The main characteristic of this type of asset is that it is backed by real gold, which means the fund holds gold bars in a vault as its underlying asset, rather than futures contracts or other financial derivatives.
It offers the opportunity to invest in gold without needing to store the metal yourself, which would entail higher transaction costs and security concerns.
More than 200 tons of Physical Gold
Physical gold ETCs, such as IGLN.UK or SGLN on other platforms, are popular among investors looking to hedge against inflation, diversify their portfolio, or seek a safe haven in times of uncertainty, which gold provides, but without the costs involved in storing bullions yourself.
The bars of a physical gold ETC are stored in vaults and are audited periodically. In the case of this one, there are over 200 tons under the custody of JP Morgan and managed by State Street, the issuer of SPDR ETFs (spider). The gold bars back the issued securities and are valued daily by the London fix price, which is the center of gold trading worldwide.
ETC is like a Commodity ETF
An ETC is essentially a commodity ETF, with a small difference in securitization, their financial architecture: the ETC is structured as debt securities backed by commodities, and the ETF as an exchange-traded fund, but in practice the ETC functions much like a commodity ETF, and in this case, it’s 100% allocated in physical gold.

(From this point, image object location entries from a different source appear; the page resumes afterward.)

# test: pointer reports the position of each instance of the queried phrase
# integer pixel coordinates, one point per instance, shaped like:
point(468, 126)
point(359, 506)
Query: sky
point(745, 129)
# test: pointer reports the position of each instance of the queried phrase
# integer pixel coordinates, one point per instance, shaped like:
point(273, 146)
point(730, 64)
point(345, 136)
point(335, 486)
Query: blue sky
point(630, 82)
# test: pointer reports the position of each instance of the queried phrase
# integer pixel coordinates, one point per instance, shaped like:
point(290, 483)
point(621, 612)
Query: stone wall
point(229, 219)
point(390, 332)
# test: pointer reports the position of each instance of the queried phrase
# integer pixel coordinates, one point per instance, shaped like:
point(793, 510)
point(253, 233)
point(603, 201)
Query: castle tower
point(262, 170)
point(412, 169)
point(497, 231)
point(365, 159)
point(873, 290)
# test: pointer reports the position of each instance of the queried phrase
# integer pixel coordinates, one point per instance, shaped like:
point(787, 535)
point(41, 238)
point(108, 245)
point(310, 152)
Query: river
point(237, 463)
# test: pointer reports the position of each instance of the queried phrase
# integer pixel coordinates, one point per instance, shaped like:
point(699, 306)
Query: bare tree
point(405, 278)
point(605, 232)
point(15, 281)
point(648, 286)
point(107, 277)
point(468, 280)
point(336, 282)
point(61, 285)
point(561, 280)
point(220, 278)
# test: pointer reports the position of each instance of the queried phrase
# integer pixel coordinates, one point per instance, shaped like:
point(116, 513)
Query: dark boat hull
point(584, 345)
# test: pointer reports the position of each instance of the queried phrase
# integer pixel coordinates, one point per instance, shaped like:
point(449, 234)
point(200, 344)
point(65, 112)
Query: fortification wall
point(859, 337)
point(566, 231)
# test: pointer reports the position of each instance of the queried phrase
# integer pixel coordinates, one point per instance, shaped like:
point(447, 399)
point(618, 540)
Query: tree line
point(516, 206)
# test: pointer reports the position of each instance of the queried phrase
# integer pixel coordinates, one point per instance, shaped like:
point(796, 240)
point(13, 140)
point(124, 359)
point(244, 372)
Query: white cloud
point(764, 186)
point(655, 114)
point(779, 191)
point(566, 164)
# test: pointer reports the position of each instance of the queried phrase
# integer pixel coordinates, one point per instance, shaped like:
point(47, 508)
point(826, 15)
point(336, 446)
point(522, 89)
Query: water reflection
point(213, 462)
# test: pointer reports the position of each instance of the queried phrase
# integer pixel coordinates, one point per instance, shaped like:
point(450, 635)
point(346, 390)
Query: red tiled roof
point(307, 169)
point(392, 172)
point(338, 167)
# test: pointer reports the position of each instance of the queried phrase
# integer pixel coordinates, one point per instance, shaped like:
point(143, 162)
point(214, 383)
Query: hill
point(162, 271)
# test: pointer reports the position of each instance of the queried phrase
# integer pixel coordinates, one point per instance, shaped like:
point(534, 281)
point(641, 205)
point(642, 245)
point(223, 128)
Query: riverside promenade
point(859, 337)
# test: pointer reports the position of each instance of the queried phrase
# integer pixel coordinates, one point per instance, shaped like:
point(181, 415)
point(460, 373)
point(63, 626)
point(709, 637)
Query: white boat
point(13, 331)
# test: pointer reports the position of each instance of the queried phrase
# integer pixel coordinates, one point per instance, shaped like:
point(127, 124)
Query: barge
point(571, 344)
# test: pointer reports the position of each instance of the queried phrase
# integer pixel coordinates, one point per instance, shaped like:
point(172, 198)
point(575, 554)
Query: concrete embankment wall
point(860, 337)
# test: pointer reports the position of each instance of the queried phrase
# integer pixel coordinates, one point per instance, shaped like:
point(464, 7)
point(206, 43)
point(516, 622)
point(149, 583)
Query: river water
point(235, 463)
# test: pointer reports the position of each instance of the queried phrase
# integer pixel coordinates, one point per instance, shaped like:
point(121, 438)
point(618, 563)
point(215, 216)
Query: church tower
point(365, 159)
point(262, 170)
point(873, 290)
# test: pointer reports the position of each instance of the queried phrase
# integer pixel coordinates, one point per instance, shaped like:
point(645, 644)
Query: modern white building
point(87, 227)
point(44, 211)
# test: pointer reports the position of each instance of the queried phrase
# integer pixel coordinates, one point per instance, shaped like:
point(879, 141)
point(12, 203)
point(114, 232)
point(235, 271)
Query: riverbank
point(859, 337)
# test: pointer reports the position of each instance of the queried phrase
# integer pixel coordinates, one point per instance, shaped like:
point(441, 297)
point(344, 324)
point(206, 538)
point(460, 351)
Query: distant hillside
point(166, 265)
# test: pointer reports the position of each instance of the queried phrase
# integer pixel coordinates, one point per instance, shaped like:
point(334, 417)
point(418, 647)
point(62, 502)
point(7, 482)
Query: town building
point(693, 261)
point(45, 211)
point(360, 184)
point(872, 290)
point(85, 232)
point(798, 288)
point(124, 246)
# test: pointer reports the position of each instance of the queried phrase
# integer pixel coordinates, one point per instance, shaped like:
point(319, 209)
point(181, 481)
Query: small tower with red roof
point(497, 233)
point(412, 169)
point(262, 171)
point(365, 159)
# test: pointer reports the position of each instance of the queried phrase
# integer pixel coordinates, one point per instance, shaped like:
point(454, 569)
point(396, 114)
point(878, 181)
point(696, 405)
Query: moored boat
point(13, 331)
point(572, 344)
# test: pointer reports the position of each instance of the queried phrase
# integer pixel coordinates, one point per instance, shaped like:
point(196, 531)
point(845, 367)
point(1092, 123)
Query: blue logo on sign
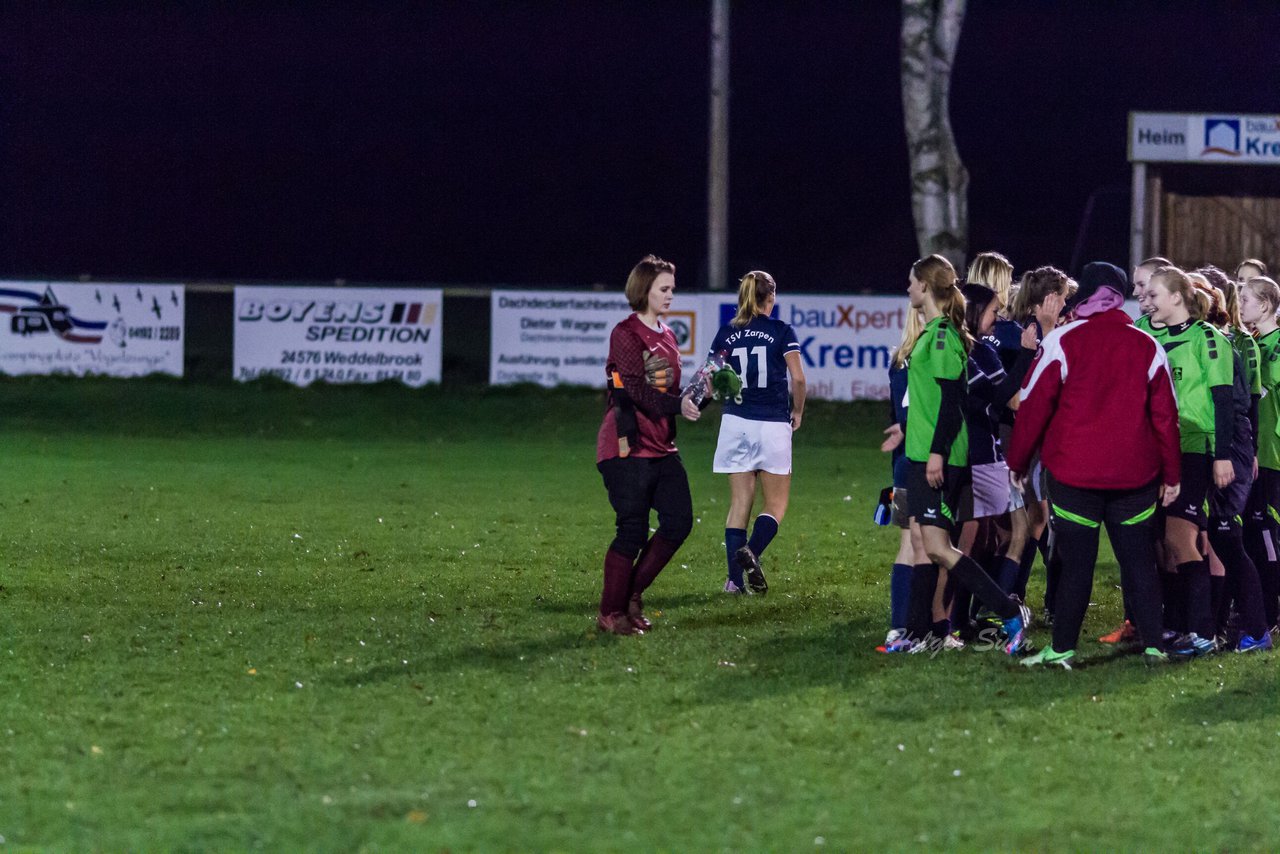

As they are exchange-traded funds, they offer liquidity and ease of trading without the need to directly deal with the storage and physical transportation of gold, or pay the high fees of mutual funds, which were the more traditional funds in the market before ETFs emerged in the ’90s.
Look for the management fees of each ETF
It’s important for an investor interested in trading this or any other ETF to conduct their own research and understand the risks and costs of the fund before investing, such as associated fees and how it fits into their investment strategy, as this video is educational and not an investment recommendation.
There are several physical gold ETFs available, with the largest being the GLD from State Street. However, because it is the largest, it needs to hold more gold bars in stock and has a management fee of 0.40%. For this reason, I chose the IGLN.UK, which is the iShares physical gold ETF, with a fee of 0.15%, and [platform] charges zero commission.
It is listed in the UK, hence the ‘.UK’, but denominated in US dollars, and as the price of gold fluctuates in the market, the value of the ETF’s share moves accordingly, providing a convenient and liquid way to invest in gold.